Sesaat begitu melangkah ke dalam kompleks desa yang berada pada ketinggian 700 meter di atas permukaan laut, kita akan disambut dengan hawa sejuk menyegarkan khas dataran tinggi berpadu dengan hijau dedaunan berhias warna-warni beraneka bunga di sepanjang jalan desa mengundang setiap pengunjung untuk masuk lebih dalam menikmati jengkal demi jengkal desa berpenduduk 985 jiwa itu.
Kita akan menyaksikan deretan rumah adat khas Bali yang unik dengan penatan tata ruang yang seragam. Di sepanjang jalan koridor desa yang membujur dari utara ke selatan hanya digunakan untuk pejalan kaki, tidak ada kendaraan bermotor yang diperkenankan beroperasi di dalam desa ini.
Sisi kanan kiri jalan koridor menuju ke atas terdapat deretan rumah-rumah dengan bentuk bangunan dan bahan yang dipakai sama antara yang satu dengan yang lain.
Seluruh bangunan rumah menghadap ke arah timur. Akses utama menuju pekarangan setiap rumah berupa pintu gerbang kecil beratap susunan bambu. Gerbang hanya bisa dilalui satu orang, disebut "angkul-angkul".
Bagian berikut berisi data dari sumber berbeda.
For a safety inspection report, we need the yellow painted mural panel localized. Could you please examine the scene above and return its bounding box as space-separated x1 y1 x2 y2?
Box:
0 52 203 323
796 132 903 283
Semua rumah dengan seragam dilengkapi dengan atribut struktur desa seperti: tembok penyengker, angkul-angkul, dan telajakan yang seragam, serta atap dari bambu yang dibelah untuk seluruh bangunan desa. Kondisi seperti ini, mengikuti konsep tata ruang klasik Bali, Tri Hita Karana yaitu seperti tubuh manusia yang memiliki kepala, badan dan kaki.